Gus Casely-Hayford, the V&A East’s first director, discovered art in the most tender of ways. As a young boy on a snowy day, lying beside a radiator, he watched his older brother Joseph as he drew. “I had this realisation that you could take a pencil and a pad and you could turn it into something of a whirlwind. It’s that sense of both ingenuity and possibility that I fell in love with. I’ve spent most of my career pursuing being close to that kind of excellence.”

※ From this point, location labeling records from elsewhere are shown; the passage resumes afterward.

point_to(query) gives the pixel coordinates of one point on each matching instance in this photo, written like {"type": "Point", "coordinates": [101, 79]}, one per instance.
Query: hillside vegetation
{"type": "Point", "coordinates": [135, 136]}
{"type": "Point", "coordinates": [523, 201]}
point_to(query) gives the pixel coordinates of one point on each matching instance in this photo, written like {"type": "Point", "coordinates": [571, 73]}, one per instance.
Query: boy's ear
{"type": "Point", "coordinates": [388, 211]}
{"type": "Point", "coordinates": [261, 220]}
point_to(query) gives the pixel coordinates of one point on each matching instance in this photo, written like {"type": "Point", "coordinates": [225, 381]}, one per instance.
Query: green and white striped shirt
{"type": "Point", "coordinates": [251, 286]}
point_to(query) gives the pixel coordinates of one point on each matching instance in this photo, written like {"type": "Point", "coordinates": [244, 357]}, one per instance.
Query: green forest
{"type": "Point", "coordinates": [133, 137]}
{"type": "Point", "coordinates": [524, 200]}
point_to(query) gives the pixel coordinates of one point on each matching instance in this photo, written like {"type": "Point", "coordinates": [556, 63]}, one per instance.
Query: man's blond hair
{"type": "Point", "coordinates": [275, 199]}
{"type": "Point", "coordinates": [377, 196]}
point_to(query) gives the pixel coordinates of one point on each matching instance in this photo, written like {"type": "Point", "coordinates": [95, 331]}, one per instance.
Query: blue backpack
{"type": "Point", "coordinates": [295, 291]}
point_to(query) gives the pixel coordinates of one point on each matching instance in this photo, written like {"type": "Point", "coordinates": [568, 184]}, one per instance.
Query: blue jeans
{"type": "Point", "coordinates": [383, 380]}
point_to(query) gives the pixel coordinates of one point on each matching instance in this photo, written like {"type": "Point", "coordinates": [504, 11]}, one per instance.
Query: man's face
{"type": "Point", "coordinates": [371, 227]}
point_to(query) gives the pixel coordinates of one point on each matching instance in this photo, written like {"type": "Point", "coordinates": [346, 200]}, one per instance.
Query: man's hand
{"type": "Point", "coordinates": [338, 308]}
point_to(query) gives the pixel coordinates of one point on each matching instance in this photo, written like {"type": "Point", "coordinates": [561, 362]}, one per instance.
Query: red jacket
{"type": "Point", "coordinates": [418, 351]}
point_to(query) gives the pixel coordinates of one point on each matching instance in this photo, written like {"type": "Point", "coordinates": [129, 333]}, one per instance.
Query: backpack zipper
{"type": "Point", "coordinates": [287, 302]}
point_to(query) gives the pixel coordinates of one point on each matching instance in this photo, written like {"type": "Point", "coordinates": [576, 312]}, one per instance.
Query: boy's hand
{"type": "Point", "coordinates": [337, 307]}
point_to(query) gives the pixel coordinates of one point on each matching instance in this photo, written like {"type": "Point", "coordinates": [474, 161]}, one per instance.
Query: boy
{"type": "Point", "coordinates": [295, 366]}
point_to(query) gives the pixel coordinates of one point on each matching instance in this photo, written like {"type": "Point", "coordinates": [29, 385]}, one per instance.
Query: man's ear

How do you build those genuine and unexpected sparks of inspiration into the infrastructure of a brand new museum? It’s a question Casely-Hayford, after spending two years in America as the director of the Smithsonian’s National Museum of African Art in Washington DC, has returned to the UK to answer. He started his new post last spring leading a project to build and launch two sister sites in Queen Elizabeth Olympic Park, London: a five-storey museum at Stratford waterfront and, 10 minutes’ walk away, a four-storey collection and research centre at Here East. As V&A East, both will open in 2023 and join BBC Music, Sadler’s Wells, University College London, and the UAL’s College of Fashion as part of East Bank, the mayor’s £1.1bn creative quarter and Olympic legacy project.